For better or worse, in America’s health care market, patients would do well to shop around when they can. Even a very common procedure, like vaginal childbirth, can range wildly in cost depending on the hospital.

And according to a secret shopper study recently published in JAMA Internal Medicine, even those who comparison shop are likely to stay in the dark.

Although a U.S. Centers for Medicare & Medicaid Services (CMS) rule requires hospitals to provide pricing information about shoppable services, the study’s writers found major discrepancies between the prices listed online and those quoted over the phone.
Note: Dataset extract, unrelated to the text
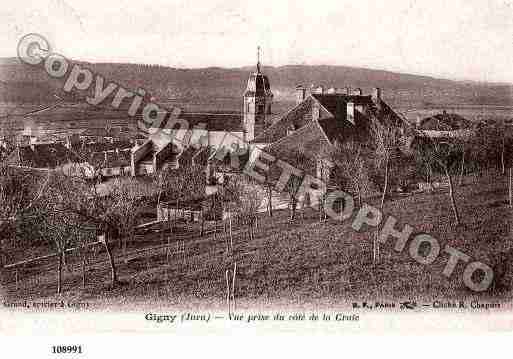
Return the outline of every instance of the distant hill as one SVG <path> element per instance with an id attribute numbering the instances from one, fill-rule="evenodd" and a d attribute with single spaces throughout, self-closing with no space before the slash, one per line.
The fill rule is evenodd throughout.
<path id="1" fill-rule="evenodd" d="M 238 101 L 254 68 L 177 69 L 160 65 L 86 63 L 80 64 L 130 89 L 142 87 L 160 102 L 208 103 L 210 107 L 239 106 Z M 509 84 L 488 84 L 436 79 L 346 66 L 289 65 L 264 67 L 275 100 L 292 102 L 294 88 L 323 85 L 359 87 L 369 93 L 381 87 L 393 105 L 429 108 L 450 105 L 513 105 Z M 40 103 L 54 101 L 53 94 L 65 96 L 62 80 L 50 79 L 40 67 L 20 63 L 16 58 L 0 59 L 0 101 Z M 76 100 L 76 97 L 68 99 Z M 226 104 L 230 105 L 226 105 Z"/>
Estimates often differed by 50% or more.

Given the already extreme cost of medical care in the U.S. as relative to other high-income countries, those ambiguities can translate to thousands of dollars in medical bills, even for patients who’ve gone out of the way to comparison shop their care.

How much does medical care cost? Hospitals can’t say

While patients may have little control over where they receive emergency services, planned procedures, like childbirth and brain scans, are a different story.
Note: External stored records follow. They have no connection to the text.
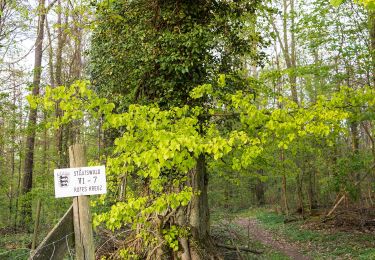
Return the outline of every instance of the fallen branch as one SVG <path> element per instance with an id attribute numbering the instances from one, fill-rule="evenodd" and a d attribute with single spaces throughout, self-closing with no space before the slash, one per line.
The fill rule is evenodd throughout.
<path id="1" fill-rule="evenodd" d="M 328 218 L 329 216 L 331 216 L 331 214 L 336 210 L 337 206 L 340 205 L 341 201 L 343 201 L 346 197 L 346 193 L 344 193 L 344 195 L 341 196 L 341 198 L 339 199 L 339 201 L 333 206 L 333 208 L 328 212 L 326 218 Z"/>
<path id="2" fill-rule="evenodd" d="M 375 163 L 370 167 L 370 169 L 368 169 L 366 174 L 364 174 L 363 177 L 354 184 L 354 187 L 357 187 L 359 184 L 361 184 L 361 182 L 367 178 L 367 176 L 371 173 L 372 169 L 374 168 L 375 168 Z M 326 218 L 329 217 L 336 210 L 337 206 L 340 205 L 340 203 L 345 199 L 345 197 L 346 197 L 346 191 L 344 191 L 344 194 L 341 196 L 341 198 L 337 201 L 337 203 L 335 203 L 333 208 L 326 215 Z"/>
<path id="3" fill-rule="evenodd" d="M 222 248 L 225 248 L 225 249 L 229 249 L 229 250 L 236 250 L 236 251 L 240 250 L 240 251 L 244 251 L 244 252 L 250 252 L 250 253 L 253 253 L 253 254 L 256 254 L 256 255 L 263 254 L 263 251 L 257 251 L 255 249 L 251 249 L 251 248 L 247 248 L 247 247 L 228 246 L 228 245 L 224 245 L 224 244 L 216 244 L 216 246 L 222 247 Z"/>

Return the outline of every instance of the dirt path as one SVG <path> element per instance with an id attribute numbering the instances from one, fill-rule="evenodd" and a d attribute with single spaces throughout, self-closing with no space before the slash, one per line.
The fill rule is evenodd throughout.
<path id="1" fill-rule="evenodd" d="M 312 258 L 303 255 L 299 252 L 298 248 L 287 242 L 285 239 L 281 237 L 274 237 L 270 231 L 265 230 L 261 225 L 257 222 L 256 219 L 253 218 L 238 218 L 236 223 L 246 229 L 249 230 L 250 236 L 253 239 L 258 240 L 264 245 L 270 246 L 273 249 L 282 252 L 284 255 L 290 257 L 291 259 L 295 260 L 311 260 Z"/>

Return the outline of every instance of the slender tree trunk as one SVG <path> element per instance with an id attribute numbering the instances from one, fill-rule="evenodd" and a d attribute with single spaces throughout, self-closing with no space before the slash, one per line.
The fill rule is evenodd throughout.
<path id="1" fill-rule="evenodd" d="M 48 69 L 49 69 L 49 77 L 50 77 L 50 84 L 51 87 L 55 87 L 55 72 L 53 66 L 53 45 L 52 45 L 52 37 L 51 31 L 48 25 L 48 19 L 46 18 L 46 31 L 47 31 L 47 38 L 48 38 Z"/>
<path id="2" fill-rule="evenodd" d="M 23 107 L 22 98 L 18 100 L 18 107 Z M 22 113 L 19 113 L 19 131 L 22 133 L 24 131 L 24 122 L 23 122 L 23 116 Z M 18 167 L 17 167 L 17 188 L 16 188 L 16 194 L 15 194 L 15 205 L 14 205 L 14 230 L 17 229 L 18 225 L 18 212 L 19 212 L 19 197 L 21 193 L 21 181 L 22 181 L 22 159 L 23 159 L 23 138 L 19 138 L 18 141 Z"/>
<path id="3" fill-rule="evenodd" d="M 310 212 L 314 209 L 318 208 L 318 201 L 316 198 L 316 190 L 315 190 L 315 171 L 309 171 L 309 186 L 308 186 L 308 195 L 309 195 L 309 204 L 310 204 Z"/>
<path id="4" fill-rule="evenodd" d="M 361 123 L 361 125 L 368 137 L 369 146 L 371 147 L 372 161 L 373 163 L 375 163 L 375 138 L 374 138 L 373 132 L 371 131 L 371 129 L 373 129 L 373 126 L 371 122 L 363 122 Z M 369 197 L 369 201 L 371 205 L 374 205 L 374 201 L 372 199 L 373 183 L 375 183 L 375 169 L 373 169 L 372 171 L 372 175 L 370 176 L 370 182 L 368 183 L 368 186 L 367 186 L 367 193 L 368 193 L 368 197 Z"/>
<path id="5" fill-rule="evenodd" d="M 296 77 L 296 68 L 297 68 L 297 59 L 296 59 L 296 37 L 295 37 L 295 12 L 294 12 L 294 0 L 290 0 L 290 19 L 291 19 L 291 42 L 290 42 L 290 63 L 291 63 L 291 73 L 290 75 L 290 88 L 292 90 L 293 101 L 299 104 L 298 102 L 298 92 L 297 92 L 297 77 Z"/>
<path id="6" fill-rule="evenodd" d="M 369 11 L 370 51 L 372 59 L 372 86 L 375 88 L 375 11 Z"/>
<path id="7" fill-rule="evenodd" d="M 283 174 L 283 203 L 284 203 L 284 211 L 286 215 L 289 215 L 289 206 L 288 206 L 288 197 L 287 197 L 287 189 L 286 189 L 286 176 L 285 173 Z"/>
<path id="8" fill-rule="evenodd" d="M 56 76 L 56 85 L 62 85 L 62 53 L 63 47 L 66 40 L 66 34 L 62 28 L 62 5 L 61 0 L 57 1 L 57 6 L 59 12 L 57 13 L 57 48 L 56 48 L 56 63 L 55 63 L 55 76 Z"/>
<path id="9" fill-rule="evenodd" d="M 224 208 L 225 209 L 229 208 L 229 203 L 230 203 L 230 187 L 229 187 L 229 183 L 226 182 L 224 184 Z"/>
<path id="10" fill-rule="evenodd" d="M 283 204 L 284 204 L 284 212 L 286 215 L 289 215 L 289 205 L 288 205 L 288 197 L 287 197 L 287 186 L 286 186 L 286 175 L 285 175 L 285 170 L 284 170 L 284 151 L 280 151 L 280 161 L 283 164 L 283 176 L 282 176 L 282 197 L 283 197 Z"/>
<path id="11" fill-rule="evenodd" d="M 297 185 L 297 196 L 298 196 L 298 209 L 297 211 L 301 213 L 301 215 L 305 216 L 305 207 L 303 205 L 303 193 L 302 193 L 302 183 L 303 183 L 303 175 L 298 173 L 296 176 L 296 185 Z"/>
<path id="12" fill-rule="evenodd" d="M 57 1 L 58 5 L 58 14 L 57 14 L 57 49 L 56 49 L 56 63 L 55 63 L 55 77 L 56 77 L 56 85 L 61 86 L 63 85 L 62 80 L 62 53 L 63 53 L 63 47 L 66 42 L 66 33 L 64 33 L 63 30 L 63 24 L 62 24 L 62 5 L 61 0 Z M 66 16 L 66 22 L 68 22 L 68 16 Z M 62 116 L 62 111 L 60 109 L 59 102 L 56 103 L 56 109 L 55 109 L 55 115 L 56 118 L 60 118 Z M 57 167 L 62 168 L 67 165 L 67 156 L 64 153 L 64 126 L 59 126 L 59 128 L 56 130 L 56 147 L 57 147 Z M 67 148 L 67 144 L 65 145 L 65 148 Z M 66 150 L 66 149 L 65 149 Z"/>
<path id="13" fill-rule="evenodd" d="M 45 0 L 39 0 L 38 5 L 39 21 L 38 34 L 35 43 L 35 60 L 34 60 L 34 77 L 32 95 L 39 95 L 40 77 L 42 72 L 42 54 L 43 54 L 43 38 L 44 38 L 44 22 L 46 17 Z M 35 144 L 35 124 L 37 120 L 37 109 L 30 108 L 27 123 L 27 138 L 25 152 L 25 166 L 22 183 L 22 194 L 26 195 L 32 189 L 33 182 L 33 166 L 34 166 L 34 144 Z M 31 220 L 31 202 L 25 201 L 22 206 L 22 224 L 25 225 Z"/>
<path id="14" fill-rule="evenodd" d="M 69 65 L 69 83 L 72 83 L 81 78 L 82 74 L 82 32 L 83 29 L 80 27 L 80 22 L 82 20 L 82 14 L 75 10 L 72 2 L 69 2 L 72 10 L 72 20 L 74 21 L 72 26 L 72 36 L 71 40 L 74 46 L 72 60 Z M 81 138 L 84 138 L 81 133 L 82 120 L 76 120 L 75 122 L 67 125 L 65 127 L 69 128 L 68 138 L 70 143 L 79 143 Z M 64 131 L 64 134 L 67 131 Z"/>
<path id="15" fill-rule="evenodd" d="M 298 92 L 297 92 L 297 78 L 295 74 L 296 69 L 296 40 L 294 33 L 294 0 L 289 1 L 290 12 L 288 13 L 288 1 L 283 0 L 283 40 L 281 39 L 280 33 L 278 32 L 276 25 L 272 22 L 272 26 L 275 30 L 277 39 L 279 41 L 282 53 L 284 56 L 285 64 L 289 70 L 289 83 L 290 90 L 292 92 L 292 100 L 298 104 Z M 290 17 L 290 48 L 289 48 L 289 36 L 288 36 L 288 17 Z"/>
<path id="16" fill-rule="evenodd" d="M 259 170 L 259 174 L 263 175 L 263 170 Z M 257 199 L 258 206 L 264 206 L 265 204 L 264 186 L 264 182 L 262 182 L 260 179 L 257 179 L 255 184 L 255 197 Z"/>
<path id="17" fill-rule="evenodd" d="M 11 134 L 11 142 L 12 142 L 12 148 L 10 151 L 10 187 L 9 187 L 9 226 L 12 225 L 12 215 L 13 215 L 13 197 L 14 197 L 14 175 L 16 173 L 16 127 L 17 127 L 17 108 L 16 108 L 16 101 L 17 101 L 17 95 L 16 95 L 16 84 L 13 85 L 13 111 L 12 111 L 12 134 Z"/>
<path id="18" fill-rule="evenodd" d="M 352 135 L 352 152 L 353 152 L 353 159 L 357 161 L 359 159 L 359 133 L 358 133 L 358 123 L 352 122 L 350 125 L 351 135 Z M 355 181 L 359 182 L 361 180 L 361 174 L 359 169 L 355 170 L 353 173 Z M 361 184 L 358 185 L 358 195 L 361 198 Z"/>
<path id="19" fill-rule="evenodd" d="M 0 110 L 0 172 L 4 172 L 5 169 L 5 149 L 4 149 L 4 143 L 5 143 L 5 123 L 4 123 L 4 117 Z M 4 111 L 5 113 L 5 111 Z"/>
<path id="20" fill-rule="evenodd" d="M 80 21 L 82 15 L 75 11 L 73 6 L 73 41 L 74 41 L 74 53 L 72 59 L 72 65 L 70 67 L 71 80 L 75 81 L 81 78 L 82 73 L 82 28 L 80 27 Z"/>

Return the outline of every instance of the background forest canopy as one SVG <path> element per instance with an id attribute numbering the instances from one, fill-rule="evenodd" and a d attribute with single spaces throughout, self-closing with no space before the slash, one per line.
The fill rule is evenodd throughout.
<path id="1" fill-rule="evenodd" d="M 128 232 L 107 257 L 217 256 L 212 214 L 374 207 L 373 0 L 0 1 L 0 46 L 0 228 L 56 223 L 74 143 L 107 167 L 97 236 Z"/>

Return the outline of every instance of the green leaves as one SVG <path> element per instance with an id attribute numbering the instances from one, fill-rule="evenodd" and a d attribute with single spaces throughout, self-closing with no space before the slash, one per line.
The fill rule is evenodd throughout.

Because costs can vary widely between hospitals — and even, some research has shown, at the same hospital, depending on a patient’s insurance coverage — the CMS rule was meant to increase price transparency and help consumers find the most affordable care possible.

In this case, clarity can mean the difference between a $0 childbirth and one that costs $55,221, according to the range of online prices collated by the JAMA Internal Medicine study, which queried 60 U.S. hospitals for price estimates both online and by phone between August and October 2022. (The researchers asked for prices for both vaginal childbirth and brain MRIs.)

Price discrepancies were, unfortunately, the rule rather than the exception: Of the hospitals that responded to both requests, the prices were identical only 14% of the time in the case of childbirth, and 19% of the time in the case of brain MRIs.

Worse yet, despite the risk of fines, only about a quarter of hospitals were compliant with the CMS rule as of February 2023 — so in most cases, patients are unable to get any price information whatsoever, let alone accurate price information.

How to ensure you’re getting the best price on health care

While there’s little consumers can do about the lack of price transparency in American hospitals, there are still steps patients can take to ensure they’re getting the most affordable health care possible.

For instance, comparing quotes when purchasing health insurance — and carefully reviewing policy materials to ensure the services you’re most likely to use are well priced — is one way to reduce overall yearly health care costs.

Furthermore, ensure you understand important insurance lingo relevant to your financial responsibility, like the difference between a deductible and an out-of-pocket maximum.

You can also find ways to save money on prescription drugs, like shopping around for the best Medicare Part D plan, if you’re eligible, or utilizing an online pharmacy.

And, of course, you can make the effort to call your hospital ahead of time or look for pricing information online if the service you’re in need of is a plannable one — although, as these studies suggest, your efforts may or may not give you an accurate picture of your actual financial responsibility.

And if you’ve already undergone a procedure and are facing steep medical bills, you may be able to negotiate with your provider or insurance carrier — or both. A professional patient advocate may be able to help if you don’t know where to start.